Horowitz immigrated to the United States in 1959 and enrolled at New York's Pratt Institute in its commercial and advertising graphic design department. There he worked with his mentors, Richard Avedon and Alexey Brodovitch. Horowitz took part in weekly seminars led by Brodovitch and worked as an assistant for Avedon in 1963, including at his famous portrait session with Salvador Dalí. After graduating from Pratt in 1962, Horowitz began working in film and television and graphic design companies, including a stint as Art Director for Grey Advertising.

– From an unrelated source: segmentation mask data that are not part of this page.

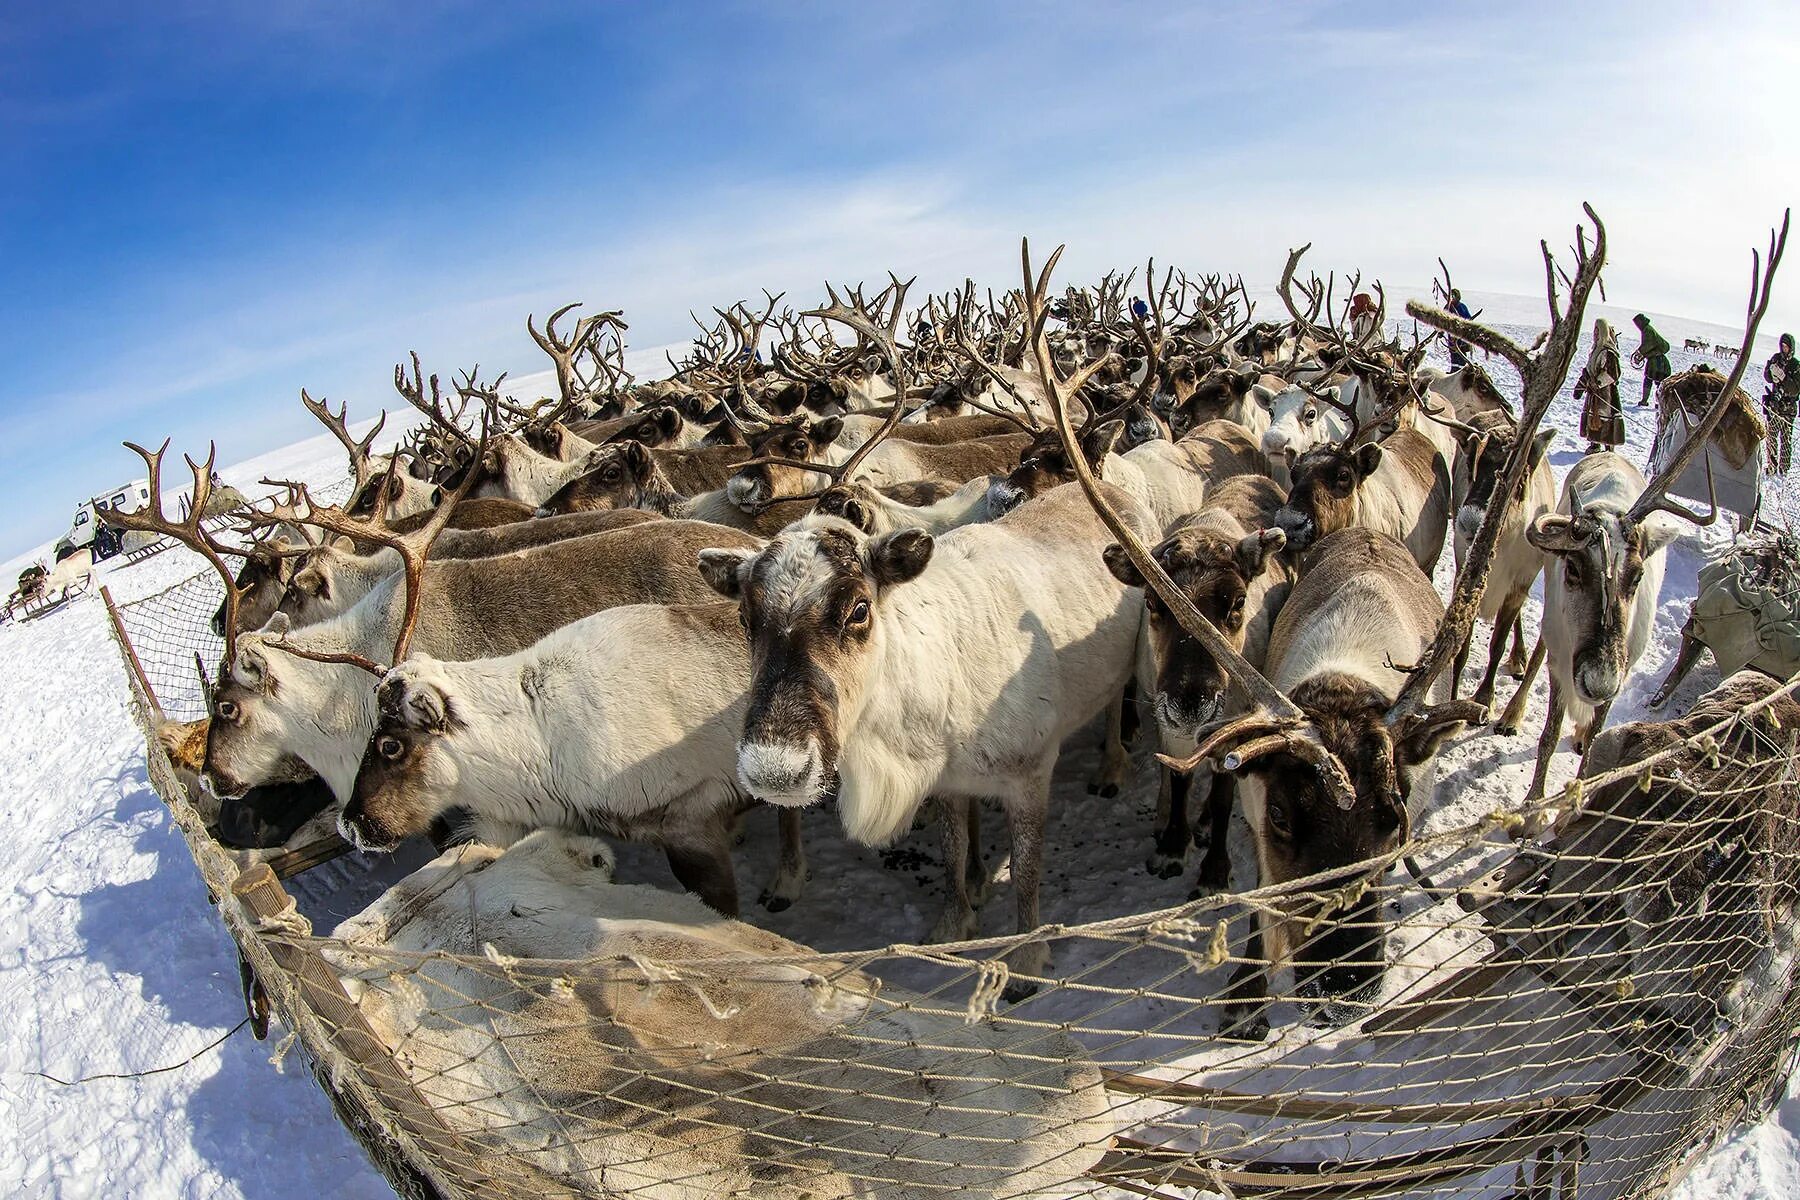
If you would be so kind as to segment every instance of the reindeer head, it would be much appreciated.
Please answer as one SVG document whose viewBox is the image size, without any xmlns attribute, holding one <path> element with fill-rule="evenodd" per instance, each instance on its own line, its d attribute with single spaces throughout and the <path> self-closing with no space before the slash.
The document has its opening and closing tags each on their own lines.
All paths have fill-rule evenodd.
<svg viewBox="0 0 1800 1200">
<path fill-rule="evenodd" d="M 1081 453 L 1089 469 L 1104 477 L 1102 466 L 1106 456 L 1125 432 L 1125 422 L 1103 421 L 1097 426 L 1084 426 L 1080 432 Z M 1054 429 L 1046 429 L 1031 439 L 1019 455 L 1019 465 L 1005 478 L 994 481 L 988 489 L 988 507 L 995 517 L 1011 512 L 1034 496 L 1061 487 L 1075 478 L 1075 467 L 1064 452 L 1061 438 Z"/>
<path fill-rule="evenodd" d="M 636 508 L 656 480 L 656 462 L 642 442 L 609 442 L 587 458 L 587 470 L 538 507 L 540 517 Z"/>
<path fill-rule="evenodd" d="M 1309 450 L 1294 465 L 1287 503 L 1275 513 L 1275 527 L 1295 551 L 1308 550 L 1328 533 L 1355 522 L 1356 489 L 1381 466 L 1379 443 Z"/>
<path fill-rule="evenodd" d="M 237 655 L 220 672 L 210 697 L 203 778 L 221 798 L 241 796 L 279 782 L 290 763 L 284 749 L 320 698 L 312 677 L 270 645 L 288 631 L 276 614 L 255 633 L 238 638 Z"/>
<path fill-rule="evenodd" d="M 1302 454 L 1340 442 L 1349 433 L 1341 409 L 1299 385 L 1273 394 L 1259 388 L 1257 398 L 1269 410 L 1262 448 L 1271 461 L 1282 460 L 1292 468 Z"/>
<path fill-rule="evenodd" d="M 1574 488 L 1571 501 L 1572 514 L 1544 513 L 1525 536 L 1557 560 L 1545 580 L 1544 607 L 1547 619 L 1565 622 L 1571 634 L 1576 698 L 1604 704 L 1630 670 L 1627 637 L 1645 566 L 1680 526 L 1664 512 L 1634 519 L 1617 504 L 1584 501 Z"/>
<path fill-rule="evenodd" d="M 233 586 L 238 590 L 238 630 L 256 629 L 281 606 L 288 580 L 294 573 L 294 558 L 283 551 L 292 550 L 285 539 L 275 538 L 265 546 L 253 546 L 244 555 Z M 213 613 L 212 631 L 225 636 L 226 602 L 219 601 Z"/>
<path fill-rule="evenodd" d="M 682 428 L 687 424 L 680 410 L 672 404 L 659 404 L 644 412 L 619 428 L 613 430 L 608 442 L 638 442 L 641 445 L 655 448 L 667 446 L 681 436 Z"/>
<path fill-rule="evenodd" d="M 1462 728 L 1471 707 L 1446 706 L 1395 724 L 1387 695 L 1338 672 L 1314 675 L 1294 688 L 1291 698 L 1308 723 L 1293 741 L 1264 735 L 1257 718 L 1234 722 L 1240 732 L 1228 726 L 1212 739 L 1212 753 L 1240 778 L 1239 797 L 1264 886 L 1379 861 L 1396 851 L 1410 832 L 1406 797 L 1420 766 Z M 1297 754 L 1302 738 L 1308 752 Z M 1320 748 L 1348 776 L 1348 804 L 1341 791 L 1325 785 L 1317 764 Z M 1352 882 L 1344 877 L 1320 890 L 1336 897 Z M 1307 926 L 1315 918 L 1324 919 L 1313 924 L 1309 937 Z M 1333 911 L 1311 899 L 1290 902 L 1263 932 L 1272 960 L 1296 962 L 1303 996 L 1360 1000 L 1380 985 L 1386 921 L 1373 892 Z"/>
<path fill-rule="evenodd" d="M 746 512 L 755 512 L 777 500 L 830 484 L 831 477 L 825 472 L 788 464 L 825 461 L 831 444 L 843 430 L 840 417 L 814 421 L 802 416 L 751 434 L 751 458 L 781 458 L 787 463 L 765 462 L 741 468 L 725 482 L 726 498 Z"/>
<path fill-rule="evenodd" d="M 1503 412 L 1476 413 L 1468 420 L 1467 430 L 1457 431 L 1462 453 L 1456 459 L 1454 493 L 1460 498 L 1456 509 L 1456 532 L 1473 539 L 1481 528 L 1494 484 L 1506 473 L 1506 460 L 1512 453 L 1517 423 Z M 1518 504 L 1531 487 L 1531 476 L 1544 460 L 1544 452 L 1556 439 L 1554 429 L 1546 429 L 1531 442 L 1530 459 L 1525 474 L 1514 490 L 1512 502 Z"/>
<path fill-rule="evenodd" d="M 1233 538 L 1217 529 L 1190 526 L 1171 535 L 1152 553 L 1175 586 L 1241 652 L 1251 586 L 1286 544 L 1286 536 L 1278 529 Z M 1156 663 L 1157 724 L 1169 733 L 1191 738 L 1201 726 L 1224 715 L 1231 676 L 1182 628 L 1156 591 L 1146 586 L 1124 547 L 1108 546 L 1104 557 L 1107 569 L 1120 583 L 1145 588 L 1150 651 Z"/>
<path fill-rule="evenodd" d="M 465 728 L 444 664 L 418 655 L 375 689 L 375 733 L 338 827 L 362 850 L 391 850 L 450 806 L 456 761 L 443 741 Z"/>
<path fill-rule="evenodd" d="M 925 570 L 932 547 L 922 530 L 871 538 L 813 516 L 755 553 L 701 551 L 701 573 L 738 602 L 750 635 L 738 778 L 751 794 L 802 805 L 830 790 L 882 658 L 883 602 Z M 881 843 L 900 831 L 848 832 Z"/>
<path fill-rule="evenodd" d="M 1214 367 L 1204 375 L 1196 373 L 1192 359 L 1176 359 L 1170 367 L 1169 429 L 1176 437 L 1232 411 L 1262 377 L 1254 364 Z"/>
</svg>

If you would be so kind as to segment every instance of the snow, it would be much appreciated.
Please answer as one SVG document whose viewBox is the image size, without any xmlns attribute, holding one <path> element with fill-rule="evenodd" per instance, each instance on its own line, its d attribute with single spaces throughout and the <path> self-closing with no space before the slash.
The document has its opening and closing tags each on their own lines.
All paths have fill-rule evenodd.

In 1967, Horowitz opened his own photography studio in New York City. He has developed a successful career in both fine art and commercial photography, but is most well-known for creating complex photographic composites, which have been compared to the surrealist artworks of Magritte and Dalí. Early in his career, to obtain such effects, Horowitz used a multitude of photographic techniques such as darkroom retouching, multiple film exposures and manipulation of his camera.

The 2021 documentary film Polanski, Horowitz. Hometown, directed by Mateusz Kudła and Anna Kokoszka-Romer, telling the story of the childhood and youth of Ryszard Horowitz and his friend Roman Polanski, whom he met in the Krakow ghetto.

==Recognition==
In 2017, Horowitz was inducted into the International Photography Hall of Fame and Museum.

==In popular culture==
Horowitz was depicted as a child in Steven Spielberg's epic drama Schindler's List - a film about Oskar Schindler, a German businessman who saved over a thousand Polish-Jewish refugees during the Holocaust. Horowitz, along with other Schindlerjuden, appears in the final scene as mourners at Schindler's grave in Jerusalem.

Horowitz's photographs appear on the cover of both Dot Hacker's 2014 How's Your Process albums. Because of his unique style, Horowitz was asked to produce the cover for the premier issue of Nuestro magazine in 1977.

==Personal life==
In 1974, Horowitz married Anna Bogusz, an architect. They have two sons, Daniel and Emil.